Puji Tuhan! Saya terharu. Saya sangat bersyukur untuk anugerah ini. Lega rasanya.
Tapi itu hanya berlangsung semalam saja. Besok paginya sudah ada lagi WA “Om, meme mau daftar elektro ITB jalur mandiri.” Saya bingung, ini bukan hal mudah dan murah. Ternyata masalahnya, tahun ini beda dengan tahun lalu, nilai UTBK tidak diumumkan di awal, siswa tidak tahu nilainya saat mendaftar. Dia baru tahu saat pengumuman penerimaan, ternyata nilainya cukup bagus. nilainya jauh di atas nilai terendah yang bisa diterima di elektro ITS. Bahkan masih lumayan di atas nilai terendah yang diterima di elektro ITB dan FK UI. Ini yang tidak diketahuinya sebelumnya. Sebelumnya tidak ada acuan tentang nilai prestasi dia. Segalanya kembali dihitung, peluang, biaya dan rencana. Seharian saya mengumpulkan banyak pendapat tentang elektro ITB ini. Sampai pada kesimpulan cita-cita memang harus dikejar setinggi langit. Walaupun berat, cita-citanya tetap harus didukung. Di benak saya, ITB lebih prestisius dari pada ITS. Tapi sayang, ternyata secara administrasi sudah tertutup kemungkinan ini. Yang diterima di jalur test tidak boleh mendaftar lagi di jalur Mandiri. Kandas sudah ambisinya. Andaikan nilai itu diketahuinya sebelumnya……

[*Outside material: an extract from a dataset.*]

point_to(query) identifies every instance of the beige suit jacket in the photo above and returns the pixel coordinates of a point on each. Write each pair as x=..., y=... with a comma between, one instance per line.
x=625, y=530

Bagi sebagian orang, nilai dan rangking terasa sebagai penghambat, tapi bagi sebagian yang lain, itulah yang menggerakkan semangatnya. Bisa jadi hidup ini perlu nilai-nilai sebagai tolok ukur atau benchmarking. Saya jadi ingat akan apa yang mungkin disebut sebagai Matthew Effect :
“Karena siapa yang mempunyai, kepadanya akan diberi , sehingga ia berkelimpahan; tetapi siapa yang tidak mempunyai, apapun juga yang ada padanya akan diambil dari padanya.”